You are making the right decision. GPUs are the correct way to run inference, unless you're budget limited and want to fall back to to running very large models very slow. Which is acceptable if that's the limit of your budget. But even then, you could probably do better with GPUs.
I really like the RTX 6000 Pro Blackwell cards. Good idea to make sure you have at least as much CPU RAM as total VRAM. Get a good power supply. Your cards will live longer that way, and you can power limit them to extend their lifespan (if they are regular gaming GPUs not intended for 24/7 use, such as the 3090 or 5090).
Since you're thinking about going headless, Linux is a good choice for this. I like Ubuntu Server because it's super minimalist and easy. Snapper and BRTFS are your friends.

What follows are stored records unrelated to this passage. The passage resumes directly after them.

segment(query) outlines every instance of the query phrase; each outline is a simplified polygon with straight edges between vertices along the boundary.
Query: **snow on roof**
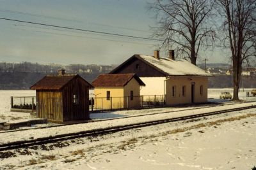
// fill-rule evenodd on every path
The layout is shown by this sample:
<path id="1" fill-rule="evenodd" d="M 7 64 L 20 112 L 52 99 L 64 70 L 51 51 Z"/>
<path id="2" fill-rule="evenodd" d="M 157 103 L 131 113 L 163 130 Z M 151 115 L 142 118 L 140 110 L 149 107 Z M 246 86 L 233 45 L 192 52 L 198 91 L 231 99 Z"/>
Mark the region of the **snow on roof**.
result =
<path id="1" fill-rule="evenodd" d="M 211 74 L 186 60 L 157 59 L 153 56 L 140 55 L 140 58 L 169 76 L 211 76 Z"/>

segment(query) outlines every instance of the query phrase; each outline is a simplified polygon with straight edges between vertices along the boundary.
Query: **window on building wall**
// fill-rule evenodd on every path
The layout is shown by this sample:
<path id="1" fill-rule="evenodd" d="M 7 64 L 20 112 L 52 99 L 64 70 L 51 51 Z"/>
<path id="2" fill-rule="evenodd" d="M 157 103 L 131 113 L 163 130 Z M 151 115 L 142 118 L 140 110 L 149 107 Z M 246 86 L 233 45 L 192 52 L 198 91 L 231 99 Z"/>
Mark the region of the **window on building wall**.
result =
<path id="1" fill-rule="evenodd" d="M 78 96 L 77 94 L 73 95 L 73 103 L 78 104 Z"/>
<path id="2" fill-rule="evenodd" d="M 107 91 L 107 100 L 110 100 L 110 91 Z"/>
<path id="3" fill-rule="evenodd" d="M 200 85 L 200 95 L 203 95 L 203 85 Z"/>
<path id="4" fill-rule="evenodd" d="M 182 86 L 182 96 L 186 96 L 186 85 Z"/>
<path id="5" fill-rule="evenodd" d="M 130 92 L 130 97 L 131 97 L 131 100 L 133 101 L 133 91 L 131 91 L 131 92 Z"/>
<path id="6" fill-rule="evenodd" d="M 176 87 L 175 86 L 172 87 L 172 97 L 175 97 L 176 96 Z"/>

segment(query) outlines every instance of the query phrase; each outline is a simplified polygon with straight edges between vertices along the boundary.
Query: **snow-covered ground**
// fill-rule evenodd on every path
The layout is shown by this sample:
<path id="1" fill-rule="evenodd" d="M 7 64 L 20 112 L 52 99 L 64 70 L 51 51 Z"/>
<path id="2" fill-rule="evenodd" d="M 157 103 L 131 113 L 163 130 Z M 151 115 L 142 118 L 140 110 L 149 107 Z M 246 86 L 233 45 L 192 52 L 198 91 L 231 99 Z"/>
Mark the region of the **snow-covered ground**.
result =
<path id="1" fill-rule="evenodd" d="M 242 100 L 247 101 L 256 101 L 256 97 L 247 97 L 246 95 L 246 92 L 250 91 L 252 89 L 246 89 L 244 92 L 241 90 L 239 92 L 239 97 Z M 228 91 L 232 92 L 232 89 L 209 89 L 208 90 L 208 101 L 210 102 L 221 103 L 223 104 L 230 104 L 230 100 L 221 100 L 220 99 L 220 94 L 221 92 Z M 93 93 L 93 91 L 91 90 L 90 94 Z M 35 96 L 35 90 L 0 90 L 0 122 L 23 122 L 36 118 L 31 117 L 28 113 L 20 113 L 20 112 L 12 112 L 10 111 L 10 97 L 11 96 Z M 177 111 L 181 110 L 188 110 L 194 108 L 200 107 L 200 106 L 186 106 L 185 108 L 170 108 L 168 111 Z M 165 108 L 156 108 L 152 109 L 150 113 L 161 112 L 164 111 Z M 117 111 L 105 113 L 97 113 L 91 114 L 91 118 L 99 119 L 99 118 L 115 118 L 122 117 L 126 116 L 131 116 L 141 114 L 148 113 L 147 110 L 141 111 L 131 111 L 131 110 L 124 110 Z"/>
<path id="2" fill-rule="evenodd" d="M 250 170 L 256 165 L 255 112 L 236 111 L 0 152 L 0 157 L 8 157 L 0 158 L 0 169 Z"/>
<path id="3" fill-rule="evenodd" d="M 246 97 L 239 92 L 240 99 Z M 256 104 L 220 100 L 222 91 L 209 89 L 214 108 L 190 106 L 93 113 L 95 119 L 148 115 L 104 122 L 0 133 L 0 143 L 28 140 L 66 132 L 197 114 Z M 33 90 L 0 90 L 0 122 L 35 118 L 10 111 L 10 98 L 35 96 Z M 206 106 L 206 107 L 205 107 Z M 192 110 L 196 108 L 196 110 Z M 161 114 L 156 114 L 159 112 Z M 256 110 L 251 109 L 189 121 L 161 124 L 95 138 L 84 138 L 28 149 L 0 152 L 0 169 L 251 169 L 256 166 Z M 4 159 L 4 157 L 8 157 Z"/>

If you want to use the PC with a monitor keyboard for practical purposes or gaming, CachyOS is a great Linux option and has great performance optimizations built in.
Now that we have agents in the terminal, and even free ones in apps like OpenCode, there has never been a better time to learn Linux.
Once you set up your box (probably with a monitor and keyboard at first), install Tailscale on it along with your laptop and you can SSH in like a pro from anywhere.
What I love about the Macbook Air -> SSH -> Linux Box setup is having the best of both worlds. Insane compute power plugged into the wall in my house, insane battery life and display wherever I happen to be at any given moment.
Throw a dictation app on your Macbook like Pindrop and your life will never be the same. Mine never has. Now you're literally able to talk with your Linux box from anywhere.